Device	Max Sensitivity without MFC (%/mT)			Max Sensitivity with MFC (%/mT)			MFC Gain
	−Smax	+Smax	Avg. Smax	−Smax	+Smax	Avg. Smax
Rectangular WFL = 5	0.6	0.6	0.6	24	32	28	47
Rectangular WFL = 36	0.7	1	0.85	6	6	6	7
Comb shape WL = 36, WS = 5	0.7	1	0.85	31	42	36.5	43

. The MFC gains of the rectangular SV with W_FL = 5 μm and W_FL = 36 μm and the comb-shaped SV were 47, 7, and 43, respectively. The highest MFC gain for the rectangular SV with W_FL = 5 μm was a result of its lowest sensitivity (~0.6 %/mT) without the MFCs owing to a stronger demagnetization field for a smaller W_FL. Due to this, the effectiveness of the MFCs in reducing H_d was greater in the rectangular SV with W_FL = 5 μm. However, as mentioned in the previous section, the maximum MFC gain does not necessarily give the maximum sensitivity. The sensitivity was the highest in the comb-shaped SV owing to the low magnetic reluctance caused by the magneto-static coupling between the fins and MFCs as shown by the FEM simulations.

These results demonstrate that MFC gain is not a sufficient parameter to describe the effect of the MFC. For the appropriate design of MR sensors combined with MFCs, the magnetic reluctance of the whole sensor system (i.e., the MR element and MFCs) and the nonuniformity of the magnetic flux density in the MR element should be considered.

6. Conclusions

We studied the effect of the geometrical overlap between the MFCs and FL (MFC–FL overlap) of GMR sensors using FEM simulations and experiments. We observed that the MFC–FL overlap enhances the magnetic flux density in the center of the FL, i.e., the region of the FL under the MFC gap. However, the magnetic flux density in the region of the FL overlapped with the MFC decreases due to the magnetic shielding effect of the MFC, by which the MR ratio of the GMR sensor was decreased in the conventional rectangular-shaped GMR. To quantify the effect of the MFC–FL overlap on the sensitivity of the sensor, we defined the effective magnetic flux density, $\overline{B}$_FL, which incorporates the effect of nonuniformity in the magnetic flux density on the output voltage of the GMR sensor.

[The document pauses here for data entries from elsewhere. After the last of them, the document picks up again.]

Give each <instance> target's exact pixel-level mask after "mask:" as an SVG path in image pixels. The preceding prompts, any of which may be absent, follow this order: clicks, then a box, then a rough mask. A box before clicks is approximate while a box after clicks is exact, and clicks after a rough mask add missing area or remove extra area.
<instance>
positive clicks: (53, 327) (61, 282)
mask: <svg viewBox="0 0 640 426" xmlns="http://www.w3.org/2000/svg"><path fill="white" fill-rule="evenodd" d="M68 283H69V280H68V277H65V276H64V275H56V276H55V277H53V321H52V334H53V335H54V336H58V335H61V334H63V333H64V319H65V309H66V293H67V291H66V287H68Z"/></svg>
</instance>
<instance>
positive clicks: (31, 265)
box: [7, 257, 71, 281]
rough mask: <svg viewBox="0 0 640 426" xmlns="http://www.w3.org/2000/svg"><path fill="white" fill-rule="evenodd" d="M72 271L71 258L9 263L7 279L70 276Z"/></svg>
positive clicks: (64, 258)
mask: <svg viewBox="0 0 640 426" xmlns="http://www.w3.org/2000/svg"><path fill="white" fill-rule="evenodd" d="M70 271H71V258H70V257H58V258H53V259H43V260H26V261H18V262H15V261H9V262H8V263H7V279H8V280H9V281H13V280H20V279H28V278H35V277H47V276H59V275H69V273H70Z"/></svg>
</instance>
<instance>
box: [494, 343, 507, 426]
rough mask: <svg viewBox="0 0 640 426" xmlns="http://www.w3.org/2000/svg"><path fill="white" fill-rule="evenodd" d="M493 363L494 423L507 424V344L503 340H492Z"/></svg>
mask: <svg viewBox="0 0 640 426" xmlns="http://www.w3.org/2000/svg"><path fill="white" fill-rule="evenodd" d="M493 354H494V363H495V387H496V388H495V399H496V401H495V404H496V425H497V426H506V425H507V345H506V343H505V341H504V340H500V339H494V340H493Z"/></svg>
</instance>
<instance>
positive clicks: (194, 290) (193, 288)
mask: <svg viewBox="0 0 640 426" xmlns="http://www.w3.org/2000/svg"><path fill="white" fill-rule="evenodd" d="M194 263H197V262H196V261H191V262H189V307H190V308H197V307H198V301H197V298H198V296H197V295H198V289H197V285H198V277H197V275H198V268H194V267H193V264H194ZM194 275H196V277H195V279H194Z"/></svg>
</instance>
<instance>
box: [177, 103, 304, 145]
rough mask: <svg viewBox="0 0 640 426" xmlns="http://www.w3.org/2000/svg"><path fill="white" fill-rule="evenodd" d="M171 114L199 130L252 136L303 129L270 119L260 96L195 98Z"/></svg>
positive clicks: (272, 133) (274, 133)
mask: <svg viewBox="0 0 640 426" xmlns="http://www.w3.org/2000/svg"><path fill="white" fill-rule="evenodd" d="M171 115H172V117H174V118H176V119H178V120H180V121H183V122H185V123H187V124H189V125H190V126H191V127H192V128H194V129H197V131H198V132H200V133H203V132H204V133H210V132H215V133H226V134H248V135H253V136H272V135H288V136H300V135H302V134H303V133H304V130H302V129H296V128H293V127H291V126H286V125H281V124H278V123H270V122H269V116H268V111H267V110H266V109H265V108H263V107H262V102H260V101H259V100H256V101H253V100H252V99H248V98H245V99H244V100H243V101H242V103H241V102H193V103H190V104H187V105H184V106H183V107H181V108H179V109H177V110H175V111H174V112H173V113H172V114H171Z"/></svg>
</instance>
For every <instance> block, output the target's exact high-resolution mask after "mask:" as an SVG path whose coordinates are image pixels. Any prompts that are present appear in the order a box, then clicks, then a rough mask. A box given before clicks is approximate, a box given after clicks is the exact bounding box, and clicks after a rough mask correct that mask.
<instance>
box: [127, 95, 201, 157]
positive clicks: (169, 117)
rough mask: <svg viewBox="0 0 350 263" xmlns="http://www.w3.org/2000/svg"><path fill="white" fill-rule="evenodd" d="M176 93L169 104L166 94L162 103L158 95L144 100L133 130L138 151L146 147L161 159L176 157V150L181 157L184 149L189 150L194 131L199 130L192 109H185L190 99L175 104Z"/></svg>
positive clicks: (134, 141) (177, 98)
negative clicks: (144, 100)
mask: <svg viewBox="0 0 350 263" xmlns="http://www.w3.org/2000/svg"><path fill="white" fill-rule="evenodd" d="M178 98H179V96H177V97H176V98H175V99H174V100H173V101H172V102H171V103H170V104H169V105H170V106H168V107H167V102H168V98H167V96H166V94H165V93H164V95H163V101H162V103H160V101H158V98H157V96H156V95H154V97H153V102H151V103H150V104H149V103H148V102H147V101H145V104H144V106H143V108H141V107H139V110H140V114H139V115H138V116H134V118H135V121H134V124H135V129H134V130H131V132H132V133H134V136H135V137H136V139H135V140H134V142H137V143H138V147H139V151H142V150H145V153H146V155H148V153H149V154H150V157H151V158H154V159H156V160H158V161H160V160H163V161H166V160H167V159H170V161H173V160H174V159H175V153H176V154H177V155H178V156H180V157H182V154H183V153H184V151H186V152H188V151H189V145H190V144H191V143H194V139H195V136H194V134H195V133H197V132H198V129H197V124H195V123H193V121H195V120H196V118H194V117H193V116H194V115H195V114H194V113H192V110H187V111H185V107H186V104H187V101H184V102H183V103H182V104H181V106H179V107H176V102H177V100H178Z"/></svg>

To overcome the reduction of output voltage in the case of the rectangular FLs overlapped with the MFCs, we propose a comb-shaped GMR sensor with alternate fins and notches. The notches confine the electric current in the spine region of the comb-shaped GMR sensor, and the fins provide the MFC–FL overlap. Using this shape, we obtained a strong magneto-static coupling between the MFC and GMR sensor without losing its ΔR/R_min. The advantage of the comb shape in comparison with the conventional rectangular GMR sensor has been demonstrated experimentally. We obtained a sensitivity of 36.5 %/mT for the comb-shaped GMR sensor as compared to 28 %/mT for the rectangular GMR sensor. This study shows that the magnetic reluctance and the nonuniformity of the magnetic flux density in MR elements should be considered when designing MR sensors with MFCs.